Can I substitute the peanut butter for another nut butter?
Yes! Almond butter or cashew butter can work well, though the flavor will change slightly. Keep it creamy to ensure the right texture.
What’s the best way to ripen bananas quickly?
Place bananas in a brown paper bag with an apple or tomato at room temperature; it speeds up the ripening process so you can bake sooner.
Can I add nuts or other mix-ins?
Definitely! Chopped walnuts, pecans, or even shredded coconut can add extra texture and flavor. Just fold them in with the chocolate chips in step 5.
Final Thoughts
There’s something truly comforting about this Chocolate Peanut Butter Banana Muffins Recipe that brings joy with every bite. Easy to make and wonderfully satisfying, these muffins are a perfect way to brighten your day or share a delicious moment with family and friends. Give them a try—you might just find yourself reaching for these muffins again and again as a new favorite in your baking repertoire.
Print
Chocolate Peanut Butter Banana Muffins Recipe
- Prep Time: 10 minutes
- Cook Time: 18 minutes
- Total Time: 28 minutes
- Yield: 12 muffins
- Category: Baking
- Method: Baking
- Cuisine: American
- Diet: Gluten Free
Description
Delicious and healthy Chocolate Peanut Butter Banana Muffins, perfect for a quick breakfast or snack. These gluten-free muffins combine ripe bananas, creamy peanut butter, and rich cocoa for a moist and flavorful treat, naturally sweetened with maple syrup or honey and optionally studded with chocolate chips.
Ingredients
Wet Ingredients
- 1 cup mashed ripe bananas (about 2 large bananas)
- 1/2 cup creamy peanut butter
- 1/4 cup coconut oil, melted (or any neutral oil)
- 1/4 cup maple syrup or honey
- 1 teaspoon vanilla extract
- 2 large eggs
Dry Ingredients
- 1 cup gluten-free all-purpose flour (or regular all-purpose flour)
- 1/4 cup cocoa powder
- 1 teaspoon baking soda
- 1/4 teaspoon salt
Optional
- 1/3 cup chocolate chips
Instructions
- Preheat the oven: Preheat your oven to 350°F (175°C).

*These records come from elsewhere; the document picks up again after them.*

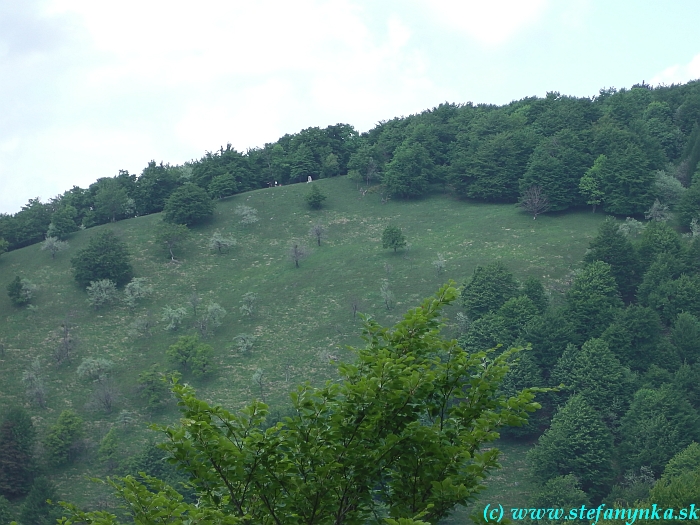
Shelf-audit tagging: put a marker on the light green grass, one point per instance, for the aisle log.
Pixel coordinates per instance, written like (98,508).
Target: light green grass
(304,316)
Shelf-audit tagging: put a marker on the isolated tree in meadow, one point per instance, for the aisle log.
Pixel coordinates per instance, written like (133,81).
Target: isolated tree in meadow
(220,243)
(315,198)
(392,237)
(318,232)
(488,289)
(173,316)
(137,289)
(403,433)
(248,303)
(297,252)
(189,204)
(248,215)
(223,186)
(105,257)
(53,245)
(190,354)
(658,212)
(591,183)
(102,293)
(244,343)
(210,319)
(534,200)
(152,388)
(17,465)
(172,236)
(20,291)
(63,222)
(62,437)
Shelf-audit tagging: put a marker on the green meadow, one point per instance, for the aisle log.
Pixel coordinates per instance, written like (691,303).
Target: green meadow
(303,319)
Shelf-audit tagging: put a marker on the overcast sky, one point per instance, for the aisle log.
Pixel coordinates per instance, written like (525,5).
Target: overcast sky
(90,87)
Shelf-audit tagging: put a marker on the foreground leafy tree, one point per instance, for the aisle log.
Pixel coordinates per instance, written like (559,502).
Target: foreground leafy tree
(105,257)
(189,204)
(17,436)
(401,436)
(392,237)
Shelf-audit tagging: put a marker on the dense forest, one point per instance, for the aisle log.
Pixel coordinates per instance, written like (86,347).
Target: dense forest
(616,355)
(620,151)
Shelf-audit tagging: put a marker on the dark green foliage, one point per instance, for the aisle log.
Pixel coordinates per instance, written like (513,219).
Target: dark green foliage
(687,460)
(108,453)
(488,289)
(592,300)
(486,332)
(557,165)
(671,298)
(62,438)
(613,247)
(189,204)
(315,198)
(6,513)
(533,289)
(63,222)
(154,186)
(222,186)
(576,443)
(560,492)
(634,335)
(408,173)
(17,465)
(659,424)
(686,337)
(153,387)
(689,206)
(516,313)
(190,354)
(105,257)
(596,374)
(16,293)
(392,237)
(549,334)
(35,509)
(658,238)
(524,373)
(401,433)
(665,267)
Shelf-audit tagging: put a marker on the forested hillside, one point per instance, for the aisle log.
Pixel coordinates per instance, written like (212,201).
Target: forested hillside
(246,290)
(604,151)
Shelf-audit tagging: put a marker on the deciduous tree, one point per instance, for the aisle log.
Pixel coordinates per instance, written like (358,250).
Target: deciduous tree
(105,257)
(392,237)
(403,433)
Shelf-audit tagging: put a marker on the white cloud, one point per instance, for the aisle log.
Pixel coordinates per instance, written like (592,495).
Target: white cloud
(678,74)
(490,22)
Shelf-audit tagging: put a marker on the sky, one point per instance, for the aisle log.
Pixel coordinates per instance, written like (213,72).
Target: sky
(89,88)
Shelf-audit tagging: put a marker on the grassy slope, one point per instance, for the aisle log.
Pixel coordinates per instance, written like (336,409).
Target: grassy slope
(303,315)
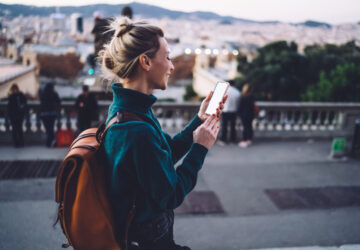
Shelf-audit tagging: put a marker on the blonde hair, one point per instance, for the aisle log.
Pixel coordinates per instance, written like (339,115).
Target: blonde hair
(119,58)
(14,89)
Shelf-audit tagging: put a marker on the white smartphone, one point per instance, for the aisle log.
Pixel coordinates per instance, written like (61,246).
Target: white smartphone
(218,94)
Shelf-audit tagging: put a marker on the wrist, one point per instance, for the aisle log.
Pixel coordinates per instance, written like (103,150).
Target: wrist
(201,117)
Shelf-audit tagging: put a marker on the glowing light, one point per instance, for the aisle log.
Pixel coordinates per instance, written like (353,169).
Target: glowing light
(188,51)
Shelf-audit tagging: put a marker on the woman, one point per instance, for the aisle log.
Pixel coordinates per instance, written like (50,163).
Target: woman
(246,112)
(17,106)
(49,108)
(140,154)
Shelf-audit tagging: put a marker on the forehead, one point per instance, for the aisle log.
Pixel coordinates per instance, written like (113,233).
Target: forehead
(164,48)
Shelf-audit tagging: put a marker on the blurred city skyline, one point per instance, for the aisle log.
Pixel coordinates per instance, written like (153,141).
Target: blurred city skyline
(330,11)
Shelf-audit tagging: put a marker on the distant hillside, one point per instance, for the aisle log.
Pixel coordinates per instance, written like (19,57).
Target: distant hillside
(314,24)
(147,11)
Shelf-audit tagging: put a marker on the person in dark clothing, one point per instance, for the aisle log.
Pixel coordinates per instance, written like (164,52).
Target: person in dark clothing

Line a muffin tin with paper liners or lightly grease it to prevent sticking.
- Mix wet ingredients: In a large mixing bowl, combine the mashed bananas, peanut butter, melted coconut oil, maple syrup, vanilla extract, and eggs. Stir until the mixture is smooth and well blended.
- Combine dry ingredients: In a separate bowl, whisk together the gluten-free flour, cocoa powder, baking soda, and salt to ensure even distribution of leavening and flavoring agents.
- Combine wet and dry: Add the dry ingredients to the wet ingredients and gently fold them together until just combined. Avoid overmixing to keep the muffins tender and moist.
- Add chocolate chips (optional): If desired, fold in the chocolate chips evenly throughout the batter for extra chocolatey bursts.
- Fill muffin cups: Divide the batter evenly among the prepared muffin cups, filling each about three-quarters full to allow room for rising.
- Bake: Bake the muffins in the preheated oven for 18 to 20 minutes, or until a toothpick inserted into the center comes out clean.
- Cool: Let the muffins cool in the tin for a few minutes before transferring them to a wire rack to cool completely, enhancing their texture and flavor.
Notes
- For a vegan version, substitute eggs with flax eggs or chia eggs and use maple syrup instead of honey.
- You can substitute regular all-purpose flour if gluten-free flour is not available.
- Adding nuts or seeds can provide extra texture and nutrition.
- Muffins can be stored in an airtight container at room temperature for up to 3 days or frozen for up to 2 months.
- Ensure bananas are very ripe for natural sweetness and moisture.